Sono già stati ribattezzati i «Visco files». Le 4mila pagine con cui il governatore in scadenza Ignazio Visco si difende dalle accuse di Renzi e renziani sono al vaglio dei tecnici della commissione d’inchiesta sulle banche. Il loro è un lavoro improbo: dovranno classificare ogni documento decidendo – come da indicazioni della stessa Bankitalia – quali considerare da «secretare» prima di fornire le chiavette Usb ai 40 membri della commissione – e solo a loro. Membri che saranno tenuti a mantenere il segreto sul contenuto di questi documenti per non rischiare reati penali. Il tutto avverrà non prima della prossima settimana.

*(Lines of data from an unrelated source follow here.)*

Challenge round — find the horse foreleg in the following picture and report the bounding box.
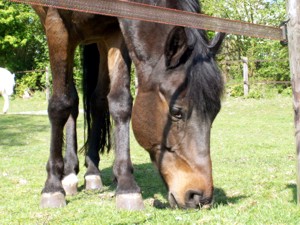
[41,96,70,208]
[62,83,79,196]
[40,8,78,208]
[3,93,9,114]
[107,37,144,210]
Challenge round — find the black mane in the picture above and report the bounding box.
[178,0,224,118]
[173,0,201,13]
[186,49,224,119]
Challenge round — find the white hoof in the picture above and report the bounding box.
[85,175,103,190]
[116,193,145,211]
[40,192,66,208]
[62,173,78,195]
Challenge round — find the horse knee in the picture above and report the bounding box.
[108,91,132,122]
[48,95,74,125]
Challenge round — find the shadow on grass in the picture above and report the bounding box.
[213,188,248,207]
[286,183,297,204]
[0,115,49,147]
[99,162,167,200]
[80,162,247,209]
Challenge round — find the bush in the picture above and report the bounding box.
[226,82,292,99]
[226,83,244,97]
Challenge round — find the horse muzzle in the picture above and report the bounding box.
[168,190,213,209]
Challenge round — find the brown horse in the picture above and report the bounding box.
[33,0,225,210]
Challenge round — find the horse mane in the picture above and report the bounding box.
[186,49,224,119]
[178,0,224,118]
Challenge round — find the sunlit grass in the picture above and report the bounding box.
[0,95,300,224]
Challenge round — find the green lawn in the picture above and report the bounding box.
[0,95,299,224]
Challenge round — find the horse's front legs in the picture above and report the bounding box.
[107,40,144,210]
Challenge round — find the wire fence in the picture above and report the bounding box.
[219,57,290,96]
[13,57,291,99]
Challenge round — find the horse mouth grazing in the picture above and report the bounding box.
[168,192,213,209]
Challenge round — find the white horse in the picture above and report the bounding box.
[0,68,15,114]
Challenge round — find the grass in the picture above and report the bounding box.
[0,95,300,224]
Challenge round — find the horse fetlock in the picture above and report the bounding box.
[40,192,66,208]
[116,176,141,195]
[85,175,103,190]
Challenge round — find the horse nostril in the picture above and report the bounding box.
[185,190,211,208]
[185,190,202,207]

Al momento dunque solo Bankitalia e – in modo sommario – il presidente Pier Ferdinando Casini più i vice Renato Brunetta e il renziano Mauro Marino sono a conoscenza del contenuto del dossier. Qualcosa comunque è trapelato. Specie sulla motivazioni e sul perché Visco abbia deciso di «scendere in campo». Prima di farlo infatti il governatore avrebbe ricevuto il «via libera» direttamente dal Quirinale: Mattarella ha avallato la scelta in considerazione delle conseguenze che la mossa avrà sulla partita della nomina del nuovo (vecchio) governatore che spetta in ultima analisi proprio al presidente della Repubblica.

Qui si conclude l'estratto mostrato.